Comment allait-elle s’y prendre ? Puisque la Suisse s’étendait en plusieurs morceaux, appelés “cantons” et chacun gouverné par ses propres ministres, il lui paraissait logique qu’elle devait d’abord conquérir celui dans lequel ils habitaient, c’est-à-dire celui de Genève. La première étape était donc de devenir en quelque sorte la porte-parole de ce canton afin de pouvoir atteindre l’étage supérieur.

Pourtant doué en politique, Loyd avait conscience que de nombreux éléments le dépassaient, mais il avait décidé de s’investir aux côtés de sa mère. Avec plusieurs questions en tête, il quitta sa chambre et traversa les couloirs jusqu’à celle d’Eglantine, à pieds nus. Il aimait particulièrement sentir le carrelage sur sa peau, ayant l’impression de faire corps avec la terre. Dans sa demeure lumineuse, Loyd ressemblait à un prince plein de bonnes volontés. Il s’immisça directement dans la chambre de sa mère quand il vit que la porte était ouverte :

  • Maman… l’interpella-t-il doucement.

Celle-ci ne l’entendant pas la première fois, il l’observa se dandiner joyeusement dans une longue robe. Elle chantonnait, en train de décorer ses oreilles de jolies boucles devant le miroir de sa coiffeuse. Tous ses meubles étaient fait en bois de chêne blanc. Eglantine s’y fondait particulièrement bien. Quand elle se tourna, il la trouva pomponnée subtilement.

Elle rayonnait :

  • Oh, chéri ! Tu étais là, gloussa-t-elle un peu gênée. Tu veux me demander quelque chose ? devina-t-elle aux documents qu’il avait emporté avec lui.

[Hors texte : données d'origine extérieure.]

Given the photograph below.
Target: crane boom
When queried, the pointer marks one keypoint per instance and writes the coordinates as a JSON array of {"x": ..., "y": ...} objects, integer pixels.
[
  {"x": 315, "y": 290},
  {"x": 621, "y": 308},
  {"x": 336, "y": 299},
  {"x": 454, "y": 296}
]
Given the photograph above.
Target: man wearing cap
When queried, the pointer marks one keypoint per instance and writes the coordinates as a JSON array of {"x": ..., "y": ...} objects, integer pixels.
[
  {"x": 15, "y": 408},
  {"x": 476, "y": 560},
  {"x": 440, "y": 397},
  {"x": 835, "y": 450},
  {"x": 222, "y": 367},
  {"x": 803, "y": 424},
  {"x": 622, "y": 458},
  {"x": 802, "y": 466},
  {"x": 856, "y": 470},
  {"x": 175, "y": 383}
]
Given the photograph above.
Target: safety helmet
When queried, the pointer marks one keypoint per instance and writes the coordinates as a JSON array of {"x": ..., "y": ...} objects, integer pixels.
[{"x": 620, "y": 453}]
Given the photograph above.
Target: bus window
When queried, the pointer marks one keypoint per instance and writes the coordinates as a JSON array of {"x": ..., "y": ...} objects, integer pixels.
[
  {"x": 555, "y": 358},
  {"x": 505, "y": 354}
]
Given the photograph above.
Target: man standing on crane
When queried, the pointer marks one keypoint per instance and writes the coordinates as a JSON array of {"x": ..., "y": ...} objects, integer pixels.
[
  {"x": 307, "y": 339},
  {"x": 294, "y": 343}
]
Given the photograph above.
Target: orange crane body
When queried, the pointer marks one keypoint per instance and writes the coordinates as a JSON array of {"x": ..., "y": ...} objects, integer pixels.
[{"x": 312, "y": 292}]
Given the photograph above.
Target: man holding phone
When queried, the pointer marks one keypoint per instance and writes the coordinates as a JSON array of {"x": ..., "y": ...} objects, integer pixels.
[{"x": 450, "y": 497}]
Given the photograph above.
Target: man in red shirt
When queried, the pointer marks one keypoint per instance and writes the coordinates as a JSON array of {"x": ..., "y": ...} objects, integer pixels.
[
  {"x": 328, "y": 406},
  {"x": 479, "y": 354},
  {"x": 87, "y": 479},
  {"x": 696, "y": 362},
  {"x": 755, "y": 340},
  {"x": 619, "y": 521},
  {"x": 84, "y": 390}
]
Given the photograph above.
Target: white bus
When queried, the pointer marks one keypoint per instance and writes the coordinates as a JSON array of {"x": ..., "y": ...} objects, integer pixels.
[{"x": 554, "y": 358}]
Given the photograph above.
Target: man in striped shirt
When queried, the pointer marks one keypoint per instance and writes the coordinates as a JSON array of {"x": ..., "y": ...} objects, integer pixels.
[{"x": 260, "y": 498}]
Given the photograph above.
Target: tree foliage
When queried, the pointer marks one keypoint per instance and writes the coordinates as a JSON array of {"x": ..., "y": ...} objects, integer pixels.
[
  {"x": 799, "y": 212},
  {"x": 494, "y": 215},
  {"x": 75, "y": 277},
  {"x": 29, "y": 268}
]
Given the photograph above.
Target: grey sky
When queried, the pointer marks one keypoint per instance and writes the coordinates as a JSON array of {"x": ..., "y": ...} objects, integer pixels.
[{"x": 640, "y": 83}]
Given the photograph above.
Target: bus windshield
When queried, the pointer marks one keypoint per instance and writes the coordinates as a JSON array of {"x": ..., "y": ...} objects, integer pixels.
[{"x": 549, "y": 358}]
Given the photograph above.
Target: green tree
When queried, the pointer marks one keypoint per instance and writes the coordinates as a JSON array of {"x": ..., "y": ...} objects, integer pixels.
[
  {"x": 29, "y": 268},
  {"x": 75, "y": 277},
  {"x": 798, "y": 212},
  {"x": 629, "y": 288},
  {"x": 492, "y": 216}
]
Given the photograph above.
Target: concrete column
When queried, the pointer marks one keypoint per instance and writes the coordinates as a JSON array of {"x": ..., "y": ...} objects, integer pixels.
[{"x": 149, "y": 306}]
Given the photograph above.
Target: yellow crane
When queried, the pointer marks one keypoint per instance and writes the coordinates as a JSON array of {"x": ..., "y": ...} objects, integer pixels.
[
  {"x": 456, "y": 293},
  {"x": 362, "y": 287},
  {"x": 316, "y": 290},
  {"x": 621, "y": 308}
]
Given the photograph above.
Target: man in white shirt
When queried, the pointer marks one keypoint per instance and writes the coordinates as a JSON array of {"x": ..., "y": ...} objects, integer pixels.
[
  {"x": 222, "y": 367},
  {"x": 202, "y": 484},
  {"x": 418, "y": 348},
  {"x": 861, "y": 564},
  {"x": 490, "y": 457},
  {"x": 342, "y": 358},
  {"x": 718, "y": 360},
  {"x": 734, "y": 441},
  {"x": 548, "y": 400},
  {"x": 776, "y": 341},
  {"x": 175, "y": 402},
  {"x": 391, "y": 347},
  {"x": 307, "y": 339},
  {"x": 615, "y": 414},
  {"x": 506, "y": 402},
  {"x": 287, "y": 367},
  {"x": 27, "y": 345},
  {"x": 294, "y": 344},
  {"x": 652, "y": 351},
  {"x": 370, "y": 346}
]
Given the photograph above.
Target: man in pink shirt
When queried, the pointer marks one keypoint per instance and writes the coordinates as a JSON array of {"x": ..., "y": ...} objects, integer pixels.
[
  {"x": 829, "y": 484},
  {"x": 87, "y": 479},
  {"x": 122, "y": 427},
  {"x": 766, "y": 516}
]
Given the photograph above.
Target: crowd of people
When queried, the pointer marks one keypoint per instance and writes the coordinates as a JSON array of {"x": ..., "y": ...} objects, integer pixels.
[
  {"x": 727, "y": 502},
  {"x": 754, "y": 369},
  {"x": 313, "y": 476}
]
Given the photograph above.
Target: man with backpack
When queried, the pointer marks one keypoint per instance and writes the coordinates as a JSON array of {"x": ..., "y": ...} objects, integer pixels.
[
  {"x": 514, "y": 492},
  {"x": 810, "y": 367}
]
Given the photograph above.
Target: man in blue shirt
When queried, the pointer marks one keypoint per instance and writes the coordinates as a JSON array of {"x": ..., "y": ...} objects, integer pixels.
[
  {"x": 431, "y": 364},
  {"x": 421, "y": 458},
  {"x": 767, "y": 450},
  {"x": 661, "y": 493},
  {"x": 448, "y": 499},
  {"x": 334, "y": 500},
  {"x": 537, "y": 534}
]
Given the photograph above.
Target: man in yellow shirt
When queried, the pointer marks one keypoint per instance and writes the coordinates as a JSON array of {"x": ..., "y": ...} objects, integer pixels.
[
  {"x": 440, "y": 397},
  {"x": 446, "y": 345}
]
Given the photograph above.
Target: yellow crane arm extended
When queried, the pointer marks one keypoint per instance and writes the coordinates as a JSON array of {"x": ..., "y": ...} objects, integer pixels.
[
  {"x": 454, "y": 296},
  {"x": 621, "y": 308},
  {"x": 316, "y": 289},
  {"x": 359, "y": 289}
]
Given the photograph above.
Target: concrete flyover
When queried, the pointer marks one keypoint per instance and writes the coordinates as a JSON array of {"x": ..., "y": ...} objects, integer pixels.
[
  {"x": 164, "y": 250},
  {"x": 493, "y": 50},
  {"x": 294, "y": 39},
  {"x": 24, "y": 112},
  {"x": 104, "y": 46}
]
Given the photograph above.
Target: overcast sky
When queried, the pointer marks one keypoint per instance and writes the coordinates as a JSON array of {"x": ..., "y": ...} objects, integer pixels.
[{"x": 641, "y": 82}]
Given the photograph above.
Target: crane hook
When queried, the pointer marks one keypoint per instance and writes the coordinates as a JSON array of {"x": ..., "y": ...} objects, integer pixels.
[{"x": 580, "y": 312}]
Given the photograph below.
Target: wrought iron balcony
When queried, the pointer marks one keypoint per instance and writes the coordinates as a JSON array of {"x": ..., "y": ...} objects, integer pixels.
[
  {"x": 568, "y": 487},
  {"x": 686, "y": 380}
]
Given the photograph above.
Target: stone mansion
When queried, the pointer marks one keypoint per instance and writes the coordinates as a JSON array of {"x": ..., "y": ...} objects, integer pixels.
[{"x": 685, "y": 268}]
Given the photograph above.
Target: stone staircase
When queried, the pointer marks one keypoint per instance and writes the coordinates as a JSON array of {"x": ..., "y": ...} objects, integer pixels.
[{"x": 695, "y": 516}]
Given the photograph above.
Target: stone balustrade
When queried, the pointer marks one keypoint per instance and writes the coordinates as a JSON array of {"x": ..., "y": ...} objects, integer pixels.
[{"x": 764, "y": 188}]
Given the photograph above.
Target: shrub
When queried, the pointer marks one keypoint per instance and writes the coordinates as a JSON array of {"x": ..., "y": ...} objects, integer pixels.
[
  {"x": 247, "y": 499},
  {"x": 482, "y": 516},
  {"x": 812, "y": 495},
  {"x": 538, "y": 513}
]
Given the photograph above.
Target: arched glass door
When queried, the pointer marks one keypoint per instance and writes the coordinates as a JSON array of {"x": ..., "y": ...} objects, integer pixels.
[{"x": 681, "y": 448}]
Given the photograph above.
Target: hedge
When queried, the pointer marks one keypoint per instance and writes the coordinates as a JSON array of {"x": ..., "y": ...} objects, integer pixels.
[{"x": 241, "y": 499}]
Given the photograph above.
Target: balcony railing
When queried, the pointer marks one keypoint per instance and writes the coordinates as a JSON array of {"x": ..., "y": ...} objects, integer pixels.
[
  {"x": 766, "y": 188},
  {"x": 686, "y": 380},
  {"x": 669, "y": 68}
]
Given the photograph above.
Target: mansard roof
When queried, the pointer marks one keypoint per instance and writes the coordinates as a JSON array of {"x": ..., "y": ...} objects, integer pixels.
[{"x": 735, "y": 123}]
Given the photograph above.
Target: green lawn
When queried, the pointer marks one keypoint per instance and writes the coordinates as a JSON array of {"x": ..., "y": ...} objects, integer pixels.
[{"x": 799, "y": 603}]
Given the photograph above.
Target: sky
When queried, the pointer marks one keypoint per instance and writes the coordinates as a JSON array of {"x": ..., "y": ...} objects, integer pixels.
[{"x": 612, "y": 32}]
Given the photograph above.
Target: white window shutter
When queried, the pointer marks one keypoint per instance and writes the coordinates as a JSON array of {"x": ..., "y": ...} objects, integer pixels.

À la voir aussi heureuse, une idée désagréable naquit dans sa tête. Embêté, il lui partagea tout de même :

  • Oui, mais… ça peut attendre. Tu t’en vas ? Tu vas… “le” voir ? l’interrogea-t-il rapidement, Eglantine ayant à peine le temps d’acquiescer.

D’un regard curieux, elle s’arrêta de gigoter et comprit où il voulait en venir. D'une expression coupable, elle secoua alors la tête pour le rassurer, sa chevelure flottant le long de son corps. Mais Loyd resta dubitatif, car il avait constaté qu’elle lâchait toujours ses cheveux quand elle allait voir Michael en cachette. Ça, elle n’avait jamais eu besoin de lui avouer, pour qu’il le comprenne. Elle insista, une esquisse douce aux lèvres :

  • Non, mon lapin, dit-elle en embarquant son sac à main jusque-là abandonné sur son grand lit, puis en l’invitant à quitter sa chambre. Aujourd’hui, je vais voir mes copines ! s’exclama-t-elle, ne contrôlant qu’à moitié son excitation.
  • Tes copines… ?

Tout en poursuivant leur chemin dans la maison, Eglantine ne pouvait s’empêcher de sautiller légèrement dans sa démarche et de lâcher des petits rires. Ses grands yeux bleus étaient remplis d’étoiles :

  • Mes copines d’adolescence… Tu sais, les “Richess”, chuchota-t-elle en lui lançant un clin d'œil avant de faire un petit tour sur elle-même et embarquer ses affaires pour partir. Je ne sais pas à quelle heure je vais rentrer. À tout à l’heure, mon ange, l’embrassa-t-elle ensuite, une main déposée sous son menton.

Une main sur les côtes, Loyd la regarda s’en aller d’un air trépidant, son âme d’enfant l’emportant ailleurs. Lui aussi laissa échapper un pouffement. Voir sa mère aussi guillerette lui mettait du baume au cœur.